$\newcommand{\bdy}{\operatorname{bdy}}$
I'm trying to show that $\bdy(A) = \bdy(A^c)$.
I know that $\bdy(A) = \operatorname{closure} A \setminus \operatorname{int}(A) = (\operatorname{int}(A^c))^c \setminus \operatorname{int}(A)$, but I don't know where to go from there.
Any help or hints would be very much appreciated.
If you know that $\mathrm{closure}(A)=(\mathrm{int}(A^c))^c$, then you also have $\mathrm{closure}(A^c)=(\mathrm{int}(A))^c$ because $(A^c)^c=A$. Therefore
$$\mathrm{boundary}(A)=\mathrm{closure}(A)\cap(\mathrm{int}(A))^c = \mathrm{closure}(A)\cap \mathrm{closure}(A^c).$$
The last expression is symmetric in $A$ and $A^c$.

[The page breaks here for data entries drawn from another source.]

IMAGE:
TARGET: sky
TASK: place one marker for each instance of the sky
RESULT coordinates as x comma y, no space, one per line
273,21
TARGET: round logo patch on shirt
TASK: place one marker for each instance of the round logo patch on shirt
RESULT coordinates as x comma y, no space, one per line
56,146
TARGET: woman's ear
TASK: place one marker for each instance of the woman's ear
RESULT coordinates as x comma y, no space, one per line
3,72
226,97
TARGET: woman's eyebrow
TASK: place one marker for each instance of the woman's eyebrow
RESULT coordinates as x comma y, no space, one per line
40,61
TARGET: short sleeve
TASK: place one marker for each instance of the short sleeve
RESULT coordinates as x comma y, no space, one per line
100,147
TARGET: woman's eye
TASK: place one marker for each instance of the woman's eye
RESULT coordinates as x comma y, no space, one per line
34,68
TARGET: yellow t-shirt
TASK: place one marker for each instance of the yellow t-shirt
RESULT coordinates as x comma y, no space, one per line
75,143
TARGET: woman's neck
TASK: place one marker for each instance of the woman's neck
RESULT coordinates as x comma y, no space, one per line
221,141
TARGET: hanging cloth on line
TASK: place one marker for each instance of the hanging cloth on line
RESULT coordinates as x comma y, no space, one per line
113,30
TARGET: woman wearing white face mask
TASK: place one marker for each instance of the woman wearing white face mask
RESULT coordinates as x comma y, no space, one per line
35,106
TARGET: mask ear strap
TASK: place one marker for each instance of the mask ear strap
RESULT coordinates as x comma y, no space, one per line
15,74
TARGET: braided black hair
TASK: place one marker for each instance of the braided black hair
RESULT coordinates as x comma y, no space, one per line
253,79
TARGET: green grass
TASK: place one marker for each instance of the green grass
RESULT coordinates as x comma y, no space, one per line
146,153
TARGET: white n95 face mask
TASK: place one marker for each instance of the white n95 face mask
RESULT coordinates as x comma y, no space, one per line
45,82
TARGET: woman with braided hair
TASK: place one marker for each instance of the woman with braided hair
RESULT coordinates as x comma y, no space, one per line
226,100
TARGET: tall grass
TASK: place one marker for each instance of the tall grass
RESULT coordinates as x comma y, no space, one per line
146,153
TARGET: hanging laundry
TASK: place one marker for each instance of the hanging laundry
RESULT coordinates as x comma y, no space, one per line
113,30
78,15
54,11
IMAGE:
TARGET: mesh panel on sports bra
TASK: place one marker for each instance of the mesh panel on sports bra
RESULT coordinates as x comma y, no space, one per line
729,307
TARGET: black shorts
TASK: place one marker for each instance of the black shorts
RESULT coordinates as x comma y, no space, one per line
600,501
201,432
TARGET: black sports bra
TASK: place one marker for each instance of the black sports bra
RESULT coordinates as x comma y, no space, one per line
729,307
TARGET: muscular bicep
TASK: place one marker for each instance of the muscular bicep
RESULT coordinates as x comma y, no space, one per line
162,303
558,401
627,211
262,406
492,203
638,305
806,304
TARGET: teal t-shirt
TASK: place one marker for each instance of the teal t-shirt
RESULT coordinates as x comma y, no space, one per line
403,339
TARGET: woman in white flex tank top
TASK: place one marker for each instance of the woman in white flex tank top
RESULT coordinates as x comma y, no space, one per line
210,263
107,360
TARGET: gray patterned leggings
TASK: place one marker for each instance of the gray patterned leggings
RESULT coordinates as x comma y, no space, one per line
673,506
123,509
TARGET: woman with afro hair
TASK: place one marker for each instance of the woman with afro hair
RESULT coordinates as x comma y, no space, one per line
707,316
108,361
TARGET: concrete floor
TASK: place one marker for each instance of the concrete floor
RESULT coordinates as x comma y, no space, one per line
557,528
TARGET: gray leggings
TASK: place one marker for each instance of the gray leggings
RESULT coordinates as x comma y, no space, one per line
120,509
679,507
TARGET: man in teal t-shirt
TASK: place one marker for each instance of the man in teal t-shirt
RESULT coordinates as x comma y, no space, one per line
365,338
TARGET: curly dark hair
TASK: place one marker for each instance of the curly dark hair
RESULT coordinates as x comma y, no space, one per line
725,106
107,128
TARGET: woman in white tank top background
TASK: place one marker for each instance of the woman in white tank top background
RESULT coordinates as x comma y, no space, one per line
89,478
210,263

A point in X is said to be a boundary point of a set A if each neighborhood of the point intersects both A and X\A. If you replace A with the complement of A in the statement, you get the same statement. So very simply both the sets have the same boundary.
Note that for a metric space $(X,d)$, and $A \subset X$, $bdy(A)$ is $cl(A) \cap$ $cl(X \backslash A)$. To show that $bd(A)$ is a subset of $bd(X \backslash A)$ (a similar argument can show the reverse inclusion), it really just suffices to show that $X \backslash (X \backslash A)$ is $A$.
Note that an equivalent definition of the boundary of A is $cl(A) \backslash int(A)$. If you’re using this definition, I suggest you prove that the two definitions are indeed equivalent.
To show that the boundary of a set A is equal to the boundary of it complement , it suffices to show that there exist an element x in between the boundaries of $A$ and $A^c$ . So if $x$ belongs to boundary of $A$, This implies there exist $y$ and $z$ such that $y$ belongs to $A$ and $z$ belongs to $A^c$ . This implies bd $(A)=x=bd (A^c)$. Hence $bd (A)=bd(A^c)$ .